Suddenly, he knows where we're coming from. We want the real Arnie, and we don't want platitudes about a film in which he gets to cry, experience morning sickness and take a pro-life stance just so audiences can see a caring sharing Schwarzenegger, rather than the blow-'em-away toy doll. We don't need obvious comments about his wife's three pregnancies preparing him for an absurd role.

'Why not show the other side of me ... an emotional side, a sensitive side?' he asks when asked whether he took the Junior role to provide good PR for Arnold Schwarzenegger, Nice Guy. 'People only see you as one, not the other. They form this opinion that you are only good at playing one side, whereas, in fact, I am much the other way. Personally, I am much more in touch with sensitive feelings than violent feelings. I consciously try to put that on screen but I don't do it because I feel the need to show that I love children.

'I don't need to do that. When you have children, people know exactly [what you are like] when they see you with kids, or when they come to your house.' Er, like everyone gets to go to the Schwarzenegger house, a US$3 million (HK$23 million) Pacific Palisades mansion that used to belong to Dynasty's John Forsythe.

'You would be surprised,' he counters. 'Because the people that come over to the house are writers. Maria is a journalist so she invites journalist friends over, producers of news programmes, CNN ... you can't hide. And I think that word goes around really quickly.

'I have no reason to promote that [side of] myself - it doesn't sell any extra tickets or anything. So there is no real conscious effort for me to promote that I am a great father - I am what I am. I happen to believe that I am a great father. I happen to believe that I work well with children in movies because I love kids.' The funny thing about Schwarzenegger is that he has the capacity to spring surprises with the most mundane of comments. There is nothing surprising about his talk of exciting new projects - like a re-make of Planet Of The Apes and the big-budget movie, Crusade - or his claim to want to direct small, people-oriented movies rather than action epics, or even that he cites Dustin Hoffman as an actor he has always admired.
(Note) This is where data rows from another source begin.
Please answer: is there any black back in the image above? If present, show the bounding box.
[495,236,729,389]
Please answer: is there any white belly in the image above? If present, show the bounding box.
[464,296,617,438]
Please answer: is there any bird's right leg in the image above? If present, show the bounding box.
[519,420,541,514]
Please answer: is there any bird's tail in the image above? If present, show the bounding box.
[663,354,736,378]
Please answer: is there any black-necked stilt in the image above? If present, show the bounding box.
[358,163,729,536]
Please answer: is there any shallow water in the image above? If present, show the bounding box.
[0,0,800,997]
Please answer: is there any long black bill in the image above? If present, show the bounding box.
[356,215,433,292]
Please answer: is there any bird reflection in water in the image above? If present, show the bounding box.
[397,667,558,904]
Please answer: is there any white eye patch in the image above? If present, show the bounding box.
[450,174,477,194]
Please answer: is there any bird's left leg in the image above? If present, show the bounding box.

Those kind of comments are to be expected. As is his response to questions about money and whether he really needs to make any more of it. ('It's nothing to do with money,' he says. 'Money is only to give you a certain value for yourself. If I had a choice between a great script and director, and no money and a so-so script and director and $20 million, I would rather choose the first.') No, the real surprise comes when you quiz him on his motivation, expecting lofty answers about public service or even - God forbid - art. And then he says something like this: 'It's just having a great time and doing the things you want to do. It's so much fun doing a movie. You get to travel around, you play and you can be like a little kid again, acting out all these things.

'I have a great time - I do exactly what I want to do and this is the ultimate: to be a father and have a great time with your family, to make movies, to have a chance to direct, to do Planet Hollywood and have a great time with the restaurant business, with the real estate things, the political campaign with the governor [of California] to make sure he gets into office. It's ideal. It's fun.' The 20 minutes have passed, DeVito and Reitman have headed off in search of some rest and recreation, but Arnie is still going. 'Talking to the press is part of the responsibility, part of the job,' he purrs. 'With each of my films I have been behind the studio to go out and talk about and promote the film.' Uh, oh. Here we go again - PR-speak. Or is it? 'And I have to say,' he continues, 'people pay a fortune to go to their shrink every day so that someone listens to them, and I get this for free. You are all my shrinks and you charge nothing.' Hey, we're getting to like this guy. Interview over. Handshakes. The End.